Pour John Kastelein, un scientifique néerlandais qui a participé à l’élaboration de la Glybera, cette thérapie génique est trop complexe pour pouvoir être biohackée. Ce serait même « sans espoir ». Même s’il considère le projet de Licina comme une tentative bienvenue d’ouvrir l’accès aux nouveaux traitements, le docteur Daniel Gaudet voit aussi mal comment il pourrait aboutir. Les moyens qui permettent de garantir sécurité et efficacité aux patients sont pour lui hors de portée des biohackers. «  Le Glybera était trop cher, c’est fini », tranche ce spécialiste canadien qui a conduit les premiers essais cliniques.

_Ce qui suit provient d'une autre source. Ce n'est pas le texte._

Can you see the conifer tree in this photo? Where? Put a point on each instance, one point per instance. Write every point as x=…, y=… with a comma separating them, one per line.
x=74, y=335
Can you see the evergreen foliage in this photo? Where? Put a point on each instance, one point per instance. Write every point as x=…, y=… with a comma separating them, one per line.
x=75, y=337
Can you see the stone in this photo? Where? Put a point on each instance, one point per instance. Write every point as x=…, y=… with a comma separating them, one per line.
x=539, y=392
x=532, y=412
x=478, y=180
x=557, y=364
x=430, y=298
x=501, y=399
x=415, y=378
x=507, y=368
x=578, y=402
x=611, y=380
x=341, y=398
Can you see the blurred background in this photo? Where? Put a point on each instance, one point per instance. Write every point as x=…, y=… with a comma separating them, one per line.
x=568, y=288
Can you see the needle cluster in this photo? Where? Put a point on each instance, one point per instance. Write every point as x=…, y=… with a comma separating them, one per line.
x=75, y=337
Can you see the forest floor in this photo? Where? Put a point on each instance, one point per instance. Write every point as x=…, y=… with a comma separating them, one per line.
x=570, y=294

Comme le montre le rapport de Transparency Market Research (TMR) suscité, ce domaine de recherche ne manque pourtant pas d’argent. Mercredi 23 octobre, les Instituts américains de la santé (NIH), qui dépendent du Département fédéral de la santé, ont annoncé qu’il allaient investir 100 millions de dollars ces quatre prochaines années pour développer des thérapies géniques contre les maladies génétiques et le sida. La Fondation Bill & Melinda Gates a promis le même investissement. En mars, un patient séropositif traité avec des cellules souches est entré en phase de rémission.

Crédits : The Odin

Ces dix dernières années, les traitements génétiques ont fait « des progrès fulgurants, y compris pour traiter la cécité et certains types de leucémie ». Seulement, leurs coûts élevés les rendent « inaccessibles » en dehors de pays riches. Les NIH et la Fondation Bill & Melinda Gates disent donc vouloir favoriser leur accessibilité. À l’hôpital pour enfants St. Jude de Memphis, les médecins ont déjà appliqué une thérapie génique expérimentale à un enfant atteint de déficit immunitaire combiné sévère. Ils lui ont extrait de la moelle osseuse pour corriger le gène défaillant avant de lui réintroduire.

« D’un point de vue physiologique et de qualité de vie, cela fonctionne », avance le médecin de St. Jude, James Downing. « Reste à savoir si ce sera durable. Est-ce que cela durera 10, 20 ou 50 ans pour ces enfants ? Nous ne le saurons qu’avec le temps. » Pour certains malades, ce temps est évidemment précieux. Mais ce genre de thérapies est susceptible de provoquer des leucémies ou des effets secondaires importants. Autrement dit, aucun médecin sérieux ne conseillera à ses patients de toucher à son ADN à la maison. Josiah Zayner regrette d’ailleurs d’avoir publiquement utilisé CrispR sur lui-même. « Je m’en veux car les gens le voient maintenant comme un moyen de devenir connu », souffle-t-il. « Et certains vont se faire du mal, ça ne fait aucun doute. »

Le bio-éthicien de Stanford Hank Greely est d’accord sur ce point. « Même s’il fait tout bien, des gens vont le copier et pourraient se faire mal », réagit-il en apprenant sa volonté de s’injecter un vaccin potentiel contre le Covid-19. « Les expériences qui ne sont pas sous contrôle, avec des ingrédients douteux, qui ne respectent pas les standards et les conditions scientifiques ont peu de chance d’apporter des connaissances qui produiront un vaccin plus vite. » Josiah Zayner est encore une fois prêt à prendre les paris.